Similar edge cases abound. Orphans, too, cannot meet the requirement of presence or documentation of parents or guardians. There is no override that allows a citizen’s record to exist alone without a family to be connected to. NADRA’s solution was to pick a family at random and connect the orphan’s record to them. This “database adoption” mostly happens without the knowledge of any of the parties involved.

For single mothers or children born out of wedlock, NADRA officers reportedly ask for a fake marriage certificate. A few years ago, one Pakistani woman reportedly became pregnant through sperm donation and could not get her daughter registered because she was unable to prove the father’s existence. Thus, the seemingly innocuous “technical” rules of the database become political by restricting whose citizenship, marriage, family, or identity will be recognized by the state. Political wins can even be nullified by technical oversight: If same-gender marriage is legalized but the state’s databases are designed to do a gender check when creating marriage records, same-gender marriages will not be registered.

Riz was eventually able to convince NADRA and its database of his parents’ three-decade-long partnership. Old certificates were dug up; Riz’s father took multiple 16-hour flights to the country to verify his marriage. After many months of limbo, his mother’s record was at last tied to his father’s in the relational schema of the database and Riz’s existence was validated.

For Singh from Data & Society, Riz’s experience and that of others in similar situations are a reflection of the “computational troubles of a world where citizenship is organized by descent and countries try to digitize family trees to validate someone’s identity.”

Are we destined, then, to have our identities forever essentialized by rigid demands of the relational database?

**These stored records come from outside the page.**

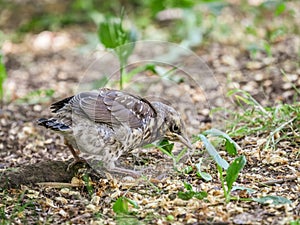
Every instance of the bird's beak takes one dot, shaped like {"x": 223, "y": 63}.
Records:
{"x": 184, "y": 140}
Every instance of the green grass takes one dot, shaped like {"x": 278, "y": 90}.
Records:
{"x": 276, "y": 123}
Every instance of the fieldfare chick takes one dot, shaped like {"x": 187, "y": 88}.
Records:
{"x": 102, "y": 125}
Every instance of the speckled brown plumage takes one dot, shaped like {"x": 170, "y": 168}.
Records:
{"x": 102, "y": 125}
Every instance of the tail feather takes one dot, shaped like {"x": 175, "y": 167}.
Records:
{"x": 53, "y": 124}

Jehangir Amjad, an MIT software engineer who works on large-scale database system design, believes that the solution lies in more creative future-proof system architecture. “Large-scale database infrastructure should not be relying on patchwork solutions—not scalable—or updating schemas on a case-by-case basis—risky,” he says. “Good database design does not need to predict what will happen 20 years in the future, but needs to acknowledge there will be change.”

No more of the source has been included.